Never less than eager to accelerate briskly on demand, the Ceed GT’s greatest capabilities lie in covering cross-country driving routes in the most engaging manner. Its engine enjoys being revved to around 7,000rpm, all without complaint, but it is equally content to footle at around 3,000rpm, short-shifting up the box and using that wide spread of mid-range urge. The gorgeous snickety-snack of the positive gearchange is matched to a well-weighted clutch pedal, while the brake and throttle action are also perfectly balanced. There is a slight issue created by the car’s anti-pollution gear, which causes the revs to drop too slowly, although it is seldom a problem, when indulging in the GT’s potential. There is a ‘Sport’ button, which also generates more exterior, as well as ‘composed’ interior sound effects that are truer and far less annoying than similar systems used by Renault and Ford.

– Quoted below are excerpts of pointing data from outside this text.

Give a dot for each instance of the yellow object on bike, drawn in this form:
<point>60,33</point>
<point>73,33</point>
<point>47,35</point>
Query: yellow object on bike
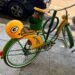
<point>13,28</point>
<point>35,40</point>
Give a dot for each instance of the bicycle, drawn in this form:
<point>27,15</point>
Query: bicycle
<point>24,37</point>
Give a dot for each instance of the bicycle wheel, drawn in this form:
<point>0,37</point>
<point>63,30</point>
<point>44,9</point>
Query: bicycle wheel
<point>68,38</point>
<point>14,55</point>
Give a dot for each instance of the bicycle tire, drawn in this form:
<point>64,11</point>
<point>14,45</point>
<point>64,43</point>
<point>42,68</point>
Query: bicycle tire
<point>8,61</point>
<point>69,42</point>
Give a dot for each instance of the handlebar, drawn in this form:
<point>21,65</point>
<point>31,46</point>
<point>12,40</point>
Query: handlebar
<point>48,10</point>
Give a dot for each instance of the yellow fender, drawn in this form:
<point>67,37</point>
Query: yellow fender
<point>36,41</point>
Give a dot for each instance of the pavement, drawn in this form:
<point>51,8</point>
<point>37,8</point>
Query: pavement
<point>57,61</point>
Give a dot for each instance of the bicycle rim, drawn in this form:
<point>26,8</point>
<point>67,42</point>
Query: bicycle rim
<point>14,56</point>
<point>68,38</point>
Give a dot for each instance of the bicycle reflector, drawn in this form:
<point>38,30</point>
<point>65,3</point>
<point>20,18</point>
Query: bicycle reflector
<point>36,41</point>
<point>13,28</point>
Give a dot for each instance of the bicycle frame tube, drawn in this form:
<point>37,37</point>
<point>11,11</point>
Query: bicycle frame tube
<point>62,24</point>
<point>52,20</point>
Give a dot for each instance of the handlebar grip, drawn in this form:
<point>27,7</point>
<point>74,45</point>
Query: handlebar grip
<point>40,10</point>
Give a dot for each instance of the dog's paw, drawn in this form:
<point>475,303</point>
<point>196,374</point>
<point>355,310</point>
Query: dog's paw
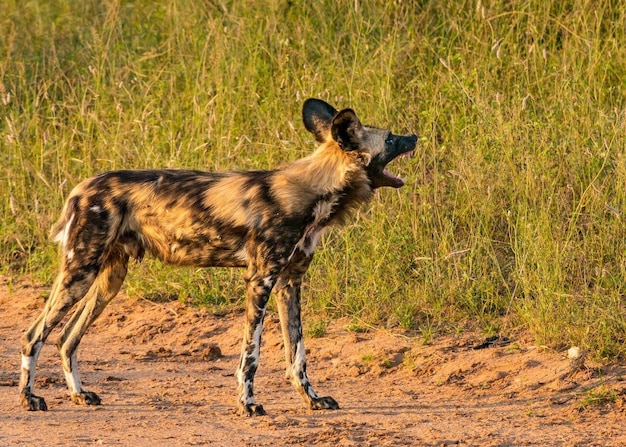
<point>251,410</point>
<point>324,403</point>
<point>31,402</point>
<point>86,398</point>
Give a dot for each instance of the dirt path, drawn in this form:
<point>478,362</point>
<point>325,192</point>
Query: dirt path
<point>162,383</point>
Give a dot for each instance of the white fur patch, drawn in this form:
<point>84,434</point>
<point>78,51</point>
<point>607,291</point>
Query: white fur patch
<point>72,378</point>
<point>61,236</point>
<point>30,362</point>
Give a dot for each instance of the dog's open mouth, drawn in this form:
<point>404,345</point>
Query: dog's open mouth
<point>400,147</point>
<point>394,180</point>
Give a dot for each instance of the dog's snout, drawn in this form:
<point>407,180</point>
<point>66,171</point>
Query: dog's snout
<point>409,141</point>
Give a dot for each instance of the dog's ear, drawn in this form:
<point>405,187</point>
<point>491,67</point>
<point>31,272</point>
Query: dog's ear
<point>346,128</point>
<point>317,116</point>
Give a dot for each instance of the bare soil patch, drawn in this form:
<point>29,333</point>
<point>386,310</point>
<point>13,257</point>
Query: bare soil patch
<point>165,376</point>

Ceed’s ride is firm but not uncomfortably so, while body roll is controlled and the quick power steering reacts perfectly to driver input. The conversion from stock hatch to GT involves stiffer springs and gas-filled dampers but less imposing anti-roll bars front and rear. It works most efficaciously. Slight over-damping of the steering relieves it of a small amount of feedback to the driver’s fingers but not enough to cause upset and the Ceed GT retains a high degree of pointiness to its directional stability. Even on the most demanding of B-roads, the GT provides a high level of responsiveness that allows amazingly high speeds to be maintained in complete safety. In other words, it does not jounce and jostle occupants, by keeping its tyres in maximum contact with tarmac and avoiding the frantic nature of some firmer rivals’ handling envelopes.
Front seat occupants benefit from excellent space utilisation, although the back seat can be cramped behind taller people. The driving position is perfect, thanks to a good range of both seat and steering column adjustability. The black hide and grey Alcantara style upholstery is elegant and enhanced with sporty red stripes and red stitching. While a multi-purpose touch-screen sits proud of the dashboard and provides direct links to sat-nav, stereo system and all aspects of comprehensive connectivity, the driver is fronted by a pair of dials for the main analogue instrumentation, a couple of minor dials for fuel contents and water temperature, and a digital trip computer and information screen between them. The adjustable height boot floor is well-shaped (395-litres) and as well-trimmed as the rest of the car. In fact, it is the overall quality of the Ceed GT’s trim that confirms its excellence.
Priced at a fairly steep £25,850 but with excellent lease rates available, the well-equipped Kia Ceed GT is the consummate high-speed hatchback that proves outright potency should never be the owner’s key demand. ‘Old skool’ in many ways, it is ultra-mod in all the right ways and is very easy to engage with.